The survey had some limitations. First, the participants’ demographics related to years of practice, experience (academic or private practice), anesthetic subspecialty, and types of surgeries performed in steep Trendelenburg were not obtained. This data could have helped create associations between some of the responses and the demographics of respondents. Nevertheless, it does not undermine the responses obtained. Second, the response rate (14.1%) was low although the survey was short, anonymous, and a reminder to participate was sent. A low response rate underscores the possibility of non-response bias that could have selected those with strong attitudes towards the subject or who have encountered complications due to steep Trendelenburg. Non-response could also be due to nondelivered email, unfamiliarity with topic, lack of motivation to participate, or neglect of surveys in general. The anonymous nature of the survey prevented us from contacting non-responders to address this potential issue.

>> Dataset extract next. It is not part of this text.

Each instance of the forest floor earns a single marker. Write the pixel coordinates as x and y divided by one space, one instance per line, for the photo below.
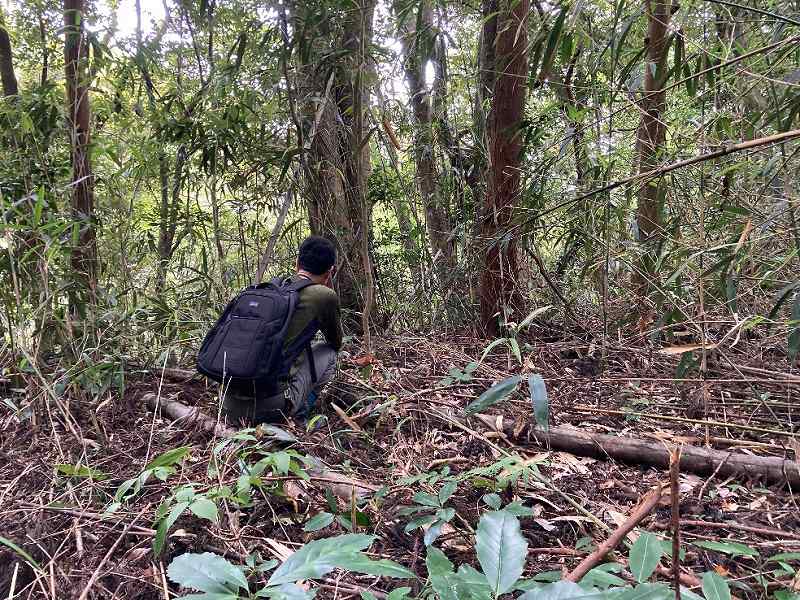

Whether there was a difference between responders and non-responders cannot be determined. However, when a survey has less than a 100% response rate, assumptions that the data are “missing at random” holds that responders and nonresponders are not qualitatively different with respect to the outcome measures of interest in the survey [29]. Some reports have called into question the assumed correspondence between nonresponse rate and response bias [29, 30]. Groves et al. found a poor overall correlation between the nonresponse rate and differences between respondents and non-respondents [31].

Despite the nonresponse rate, the number of respondents was enough to have narrow CI results. Since 290 anesthesiologists responded, the maximum half width 95% CI for the proportions was narrow: +/− 5.75%. This was only 0.75% CI difference from our study aim of 5% CI.

Conclusion

Based on survey results, practices related to steep Trendelenburg varied among USA anesthesiologists. Differences included protective measures, documentation, positioning techniques, fluid management, institutional guidelines, and position-related complications. Survey results highlighted lack of institutional policies and need for more awareness.